According to the political scientist Steven Weber, while data are cheap and plentiful in many developing countries, data analysis is expensive because it is dependent on infrastructure and highly skilled labour.  It is therefore hard to build these sectors in countries where infrastructure is inadequate and the supply of highly skilled labour is small. Weber also argues that there are not enough incentives in many developing countries to create firms to conduct data analysis in lieu of importing (Weber 2017: 410). Moreover, “since data products generate more data as they are used, the greater…data imbalance would become over time” (Weber 2017: 411).   

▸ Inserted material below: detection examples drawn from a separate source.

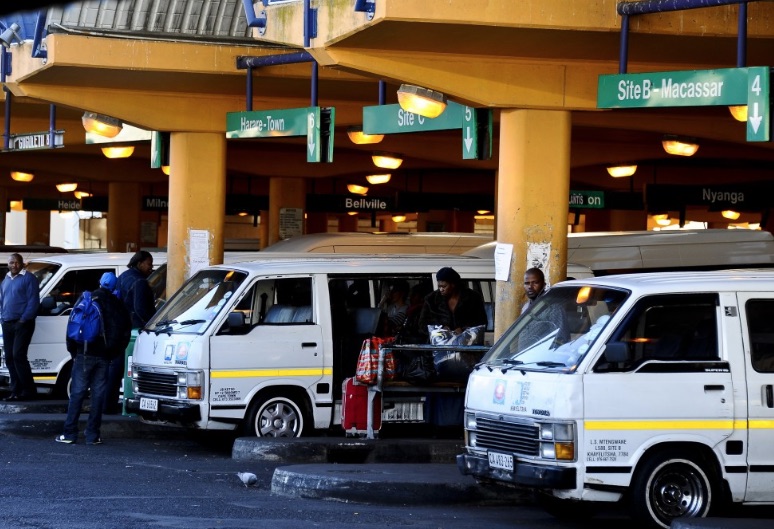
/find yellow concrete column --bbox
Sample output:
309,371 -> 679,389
27,211 -> 51,244
167,132 -> 226,294
269,177 -> 306,245
0,187 -> 10,244
495,110 -> 571,337
107,182 -> 141,252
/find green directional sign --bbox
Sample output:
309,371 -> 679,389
747,66 -> 771,141
462,107 -> 492,160
363,101 -> 465,134
226,107 -> 335,162
597,68 -> 748,108
570,191 -> 605,209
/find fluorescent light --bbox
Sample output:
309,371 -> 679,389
102,145 -> 134,160
81,112 -> 123,138
720,209 -> 742,220
398,84 -> 446,118
347,127 -> 384,145
607,164 -> 637,178
366,174 -> 392,185
728,105 -> 747,121
371,152 -> 403,169
11,171 -> 35,182
347,184 -> 368,195
56,182 -> 78,193
661,134 -> 699,156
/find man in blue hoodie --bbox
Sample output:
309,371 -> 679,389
0,253 -> 40,401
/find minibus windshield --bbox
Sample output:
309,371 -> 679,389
482,285 -> 629,372
145,270 -> 247,334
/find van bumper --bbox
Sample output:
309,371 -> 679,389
124,397 -> 202,424
457,454 -> 577,489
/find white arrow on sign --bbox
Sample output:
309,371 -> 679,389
465,127 -> 473,152
750,103 -> 763,134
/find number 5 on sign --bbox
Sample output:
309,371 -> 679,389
747,66 -> 770,141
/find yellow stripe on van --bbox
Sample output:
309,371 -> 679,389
586,419 -> 746,430
211,367 -> 333,378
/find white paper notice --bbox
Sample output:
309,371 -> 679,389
188,230 -> 210,277
495,242 -> 513,281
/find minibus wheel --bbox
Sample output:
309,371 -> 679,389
631,450 -> 715,529
245,395 -> 305,437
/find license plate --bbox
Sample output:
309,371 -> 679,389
140,397 -> 159,411
489,452 -> 513,471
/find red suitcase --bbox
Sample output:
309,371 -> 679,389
341,378 -> 382,435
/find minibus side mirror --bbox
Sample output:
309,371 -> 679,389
605,342 -> 631,364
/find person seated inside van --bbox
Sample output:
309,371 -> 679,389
379,279 -> 409,336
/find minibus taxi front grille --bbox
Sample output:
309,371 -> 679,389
137,369 -> 177,397
476,417 -> 540,457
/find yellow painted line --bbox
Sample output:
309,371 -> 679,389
211,367 -> 333,378
585,419 -> 745,430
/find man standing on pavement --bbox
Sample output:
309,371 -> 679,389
105,250 -> 156,414
521,268 -> 546,314
0,253 -> 40,401
55,272 -> 131,445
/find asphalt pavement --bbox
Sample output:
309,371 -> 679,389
0,399 -> 771,529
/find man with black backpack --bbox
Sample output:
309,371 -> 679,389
55,272 -> 131,445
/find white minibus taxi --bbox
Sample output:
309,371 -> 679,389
0,253 -> 166,396
457,270 -> 774,528
262,232 -> 492,255
125,254 -> 528,437
463,229 -> 774,276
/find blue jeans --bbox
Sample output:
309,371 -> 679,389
63,353 -> 110,443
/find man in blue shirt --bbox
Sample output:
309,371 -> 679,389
0,253 -> 40,400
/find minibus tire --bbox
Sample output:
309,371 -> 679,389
630,450 -> 717,529
245,394 -> 306,437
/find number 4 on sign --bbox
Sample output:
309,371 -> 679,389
747,67 -> 770,141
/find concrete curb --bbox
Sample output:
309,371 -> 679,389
271,464 -> 534,506
231,437 -> 463,464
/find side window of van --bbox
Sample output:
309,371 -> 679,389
595,294 -> 719,371
745,299 -> 774,373
45,268 -> 115,313
235,277 -> 314,330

Given these impediments, executives at data-driven firms are unlikely to see these countries as effective locales for their operations.  Meanwhile, policymakers in the developing world are instead focused on attracting foreign investment that creates many jobs, in particular for relatively unskilled workers (Ernst et al. 2018). Citizens, business leaders and officials from many developing countries may not see leapfrogging to a data-driven economy as the best way to stimulate development. 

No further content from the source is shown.